To summarize it: (1) Cigarette smoking is harmful to one's health. There is sufficient and reliable evidence as to the harm that. results from cigarette smoking. It may do irreparable damage to the body. Paul wrote to the church at Corinth: "Or know ye not that your body is a temple of the Holy Spirit which is in you, which ye have from God? and ye are not your own; for ye were bought with a price: glorify God therefore in your body" (1 Cor. 6:19,20). (2) Smoking enslaves the user and (3) it has a destructive influence. We are to "abstain from every form of evil" (1 Thess. 5:22).
Much more can be said on the subject of smoking. In view of what I know, involving both medical and scriptural considerations, it would be a sin for me to smoke because it would violate my conscience.

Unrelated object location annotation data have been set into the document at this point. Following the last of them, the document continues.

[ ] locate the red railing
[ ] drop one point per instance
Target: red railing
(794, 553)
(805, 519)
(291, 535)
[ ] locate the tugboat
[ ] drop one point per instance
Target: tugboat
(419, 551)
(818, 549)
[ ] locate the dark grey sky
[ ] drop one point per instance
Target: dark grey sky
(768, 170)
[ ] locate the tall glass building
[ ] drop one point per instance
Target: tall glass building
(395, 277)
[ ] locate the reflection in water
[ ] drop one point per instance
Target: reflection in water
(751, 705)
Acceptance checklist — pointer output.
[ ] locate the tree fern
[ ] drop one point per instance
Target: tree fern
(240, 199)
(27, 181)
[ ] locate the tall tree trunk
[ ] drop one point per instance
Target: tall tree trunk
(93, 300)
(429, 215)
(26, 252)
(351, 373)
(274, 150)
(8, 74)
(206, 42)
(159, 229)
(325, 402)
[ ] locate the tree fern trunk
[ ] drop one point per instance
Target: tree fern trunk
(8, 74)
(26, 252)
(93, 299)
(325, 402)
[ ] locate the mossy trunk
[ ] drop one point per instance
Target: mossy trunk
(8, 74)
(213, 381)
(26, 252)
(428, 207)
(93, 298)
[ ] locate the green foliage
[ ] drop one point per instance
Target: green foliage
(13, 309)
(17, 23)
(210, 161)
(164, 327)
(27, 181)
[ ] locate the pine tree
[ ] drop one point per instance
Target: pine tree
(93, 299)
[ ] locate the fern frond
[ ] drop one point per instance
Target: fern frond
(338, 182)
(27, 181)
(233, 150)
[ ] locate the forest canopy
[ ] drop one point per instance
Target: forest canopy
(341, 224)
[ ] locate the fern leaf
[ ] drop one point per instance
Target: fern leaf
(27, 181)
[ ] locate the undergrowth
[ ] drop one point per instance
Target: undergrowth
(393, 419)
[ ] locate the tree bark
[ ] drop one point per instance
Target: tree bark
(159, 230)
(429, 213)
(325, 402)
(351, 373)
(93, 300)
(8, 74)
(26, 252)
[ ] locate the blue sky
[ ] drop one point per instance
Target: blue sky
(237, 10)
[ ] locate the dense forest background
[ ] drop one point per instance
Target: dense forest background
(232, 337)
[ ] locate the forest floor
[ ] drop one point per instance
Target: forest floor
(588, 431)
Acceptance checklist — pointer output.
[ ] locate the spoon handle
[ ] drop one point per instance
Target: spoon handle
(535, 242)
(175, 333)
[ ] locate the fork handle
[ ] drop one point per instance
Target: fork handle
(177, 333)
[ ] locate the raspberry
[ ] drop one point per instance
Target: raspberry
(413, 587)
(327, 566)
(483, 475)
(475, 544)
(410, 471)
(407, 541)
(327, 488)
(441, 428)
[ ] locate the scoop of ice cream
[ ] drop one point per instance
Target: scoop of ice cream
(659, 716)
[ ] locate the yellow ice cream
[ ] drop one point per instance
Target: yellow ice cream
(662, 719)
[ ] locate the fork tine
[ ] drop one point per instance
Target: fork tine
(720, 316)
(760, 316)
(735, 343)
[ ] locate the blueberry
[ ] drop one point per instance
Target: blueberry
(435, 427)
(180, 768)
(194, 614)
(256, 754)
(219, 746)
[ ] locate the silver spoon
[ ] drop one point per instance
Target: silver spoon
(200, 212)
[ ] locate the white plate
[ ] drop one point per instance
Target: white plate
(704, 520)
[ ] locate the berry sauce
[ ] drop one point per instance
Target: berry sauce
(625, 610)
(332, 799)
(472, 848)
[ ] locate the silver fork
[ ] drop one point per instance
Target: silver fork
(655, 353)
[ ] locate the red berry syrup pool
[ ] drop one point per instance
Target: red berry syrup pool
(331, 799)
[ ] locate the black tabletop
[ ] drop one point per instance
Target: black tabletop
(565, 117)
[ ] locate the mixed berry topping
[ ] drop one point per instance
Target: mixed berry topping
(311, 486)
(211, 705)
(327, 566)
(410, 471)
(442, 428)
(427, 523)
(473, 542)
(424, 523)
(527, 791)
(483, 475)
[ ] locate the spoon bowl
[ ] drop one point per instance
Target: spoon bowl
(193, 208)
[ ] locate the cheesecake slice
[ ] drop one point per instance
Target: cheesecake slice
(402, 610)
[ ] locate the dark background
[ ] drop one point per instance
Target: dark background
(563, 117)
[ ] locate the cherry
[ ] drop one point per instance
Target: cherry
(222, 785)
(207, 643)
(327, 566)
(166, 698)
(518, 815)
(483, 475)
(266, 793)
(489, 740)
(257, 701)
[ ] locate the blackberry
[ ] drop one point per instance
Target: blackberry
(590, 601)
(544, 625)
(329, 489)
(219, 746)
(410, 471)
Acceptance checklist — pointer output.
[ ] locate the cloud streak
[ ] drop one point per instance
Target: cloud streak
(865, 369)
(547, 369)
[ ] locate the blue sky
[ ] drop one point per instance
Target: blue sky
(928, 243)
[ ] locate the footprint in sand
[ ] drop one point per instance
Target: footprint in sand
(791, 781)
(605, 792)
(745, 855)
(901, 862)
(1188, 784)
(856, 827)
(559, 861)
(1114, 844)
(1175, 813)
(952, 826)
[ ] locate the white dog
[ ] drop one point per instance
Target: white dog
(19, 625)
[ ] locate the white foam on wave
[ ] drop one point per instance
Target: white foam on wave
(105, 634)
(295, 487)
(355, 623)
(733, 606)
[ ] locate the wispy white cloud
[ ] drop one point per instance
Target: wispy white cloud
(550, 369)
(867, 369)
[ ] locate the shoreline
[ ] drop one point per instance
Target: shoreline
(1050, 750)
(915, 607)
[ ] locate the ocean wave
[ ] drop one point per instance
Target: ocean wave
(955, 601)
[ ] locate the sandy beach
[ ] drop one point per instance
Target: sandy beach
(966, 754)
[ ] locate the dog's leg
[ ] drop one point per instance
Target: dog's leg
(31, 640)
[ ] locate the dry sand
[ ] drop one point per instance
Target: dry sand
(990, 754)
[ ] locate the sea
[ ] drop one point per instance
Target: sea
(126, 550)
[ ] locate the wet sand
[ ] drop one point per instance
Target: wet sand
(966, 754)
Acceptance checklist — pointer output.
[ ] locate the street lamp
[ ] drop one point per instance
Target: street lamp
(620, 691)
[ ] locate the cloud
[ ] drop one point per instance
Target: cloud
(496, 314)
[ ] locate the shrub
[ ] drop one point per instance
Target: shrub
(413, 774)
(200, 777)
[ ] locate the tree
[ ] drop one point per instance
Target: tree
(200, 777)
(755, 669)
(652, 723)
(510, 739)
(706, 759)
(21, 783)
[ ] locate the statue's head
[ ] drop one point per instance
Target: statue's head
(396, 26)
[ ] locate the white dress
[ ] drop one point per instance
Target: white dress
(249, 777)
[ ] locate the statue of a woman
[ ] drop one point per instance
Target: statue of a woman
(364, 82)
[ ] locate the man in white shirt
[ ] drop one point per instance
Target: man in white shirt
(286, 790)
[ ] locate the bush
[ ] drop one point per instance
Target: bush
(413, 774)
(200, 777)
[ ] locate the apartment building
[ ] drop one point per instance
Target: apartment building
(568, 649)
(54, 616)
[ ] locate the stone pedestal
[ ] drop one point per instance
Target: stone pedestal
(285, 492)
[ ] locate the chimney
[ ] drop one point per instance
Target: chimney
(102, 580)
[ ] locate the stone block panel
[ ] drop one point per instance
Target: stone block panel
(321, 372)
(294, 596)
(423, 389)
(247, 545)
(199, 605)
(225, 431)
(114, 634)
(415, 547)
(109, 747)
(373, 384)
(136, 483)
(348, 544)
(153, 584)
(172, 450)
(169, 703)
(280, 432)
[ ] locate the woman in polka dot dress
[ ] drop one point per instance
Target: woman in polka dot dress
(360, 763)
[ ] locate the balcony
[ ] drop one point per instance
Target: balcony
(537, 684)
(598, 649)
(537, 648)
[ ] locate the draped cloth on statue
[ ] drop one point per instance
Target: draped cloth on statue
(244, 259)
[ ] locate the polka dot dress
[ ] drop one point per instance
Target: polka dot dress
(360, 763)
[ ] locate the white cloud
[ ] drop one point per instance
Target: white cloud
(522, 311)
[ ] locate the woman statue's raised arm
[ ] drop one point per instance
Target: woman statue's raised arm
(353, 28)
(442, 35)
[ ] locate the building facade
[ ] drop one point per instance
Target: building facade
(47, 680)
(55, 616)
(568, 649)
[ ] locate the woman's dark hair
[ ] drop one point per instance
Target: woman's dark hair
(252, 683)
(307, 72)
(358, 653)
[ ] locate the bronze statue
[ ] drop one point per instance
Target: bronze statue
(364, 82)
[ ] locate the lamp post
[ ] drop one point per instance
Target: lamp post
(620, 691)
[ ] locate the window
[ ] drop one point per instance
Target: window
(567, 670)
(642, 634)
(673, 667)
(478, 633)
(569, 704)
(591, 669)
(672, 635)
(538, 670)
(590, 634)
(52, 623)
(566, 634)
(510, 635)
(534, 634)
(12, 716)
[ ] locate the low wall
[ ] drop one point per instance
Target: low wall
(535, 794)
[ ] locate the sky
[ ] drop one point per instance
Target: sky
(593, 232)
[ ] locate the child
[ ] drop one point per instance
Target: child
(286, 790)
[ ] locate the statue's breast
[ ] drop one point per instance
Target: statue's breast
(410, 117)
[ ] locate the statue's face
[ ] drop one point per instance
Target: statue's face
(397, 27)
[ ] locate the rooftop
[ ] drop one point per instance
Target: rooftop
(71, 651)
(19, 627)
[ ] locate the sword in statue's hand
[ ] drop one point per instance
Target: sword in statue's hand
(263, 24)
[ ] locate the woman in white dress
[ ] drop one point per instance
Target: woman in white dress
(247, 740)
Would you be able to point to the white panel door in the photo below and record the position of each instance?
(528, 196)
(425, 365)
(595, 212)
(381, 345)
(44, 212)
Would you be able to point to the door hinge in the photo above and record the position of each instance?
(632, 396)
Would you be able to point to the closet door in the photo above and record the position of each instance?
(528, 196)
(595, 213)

Each should carefully consider and evaluate the facts and then decide for himself whether smoking is a sin. All must agree that it is a dangerous, unclean and expensive habit. "I beseech you therefore, brethren, by the mercies of God, to present your bodies a living sacrifice, holy, acceptable to God, which is your spiritual service. And be not fashioned according to this world: but be ye transformed by the renewing of your mind, that ye may prove what is the good and acceptable and perfect will of God" (Rom. 12:1, 2).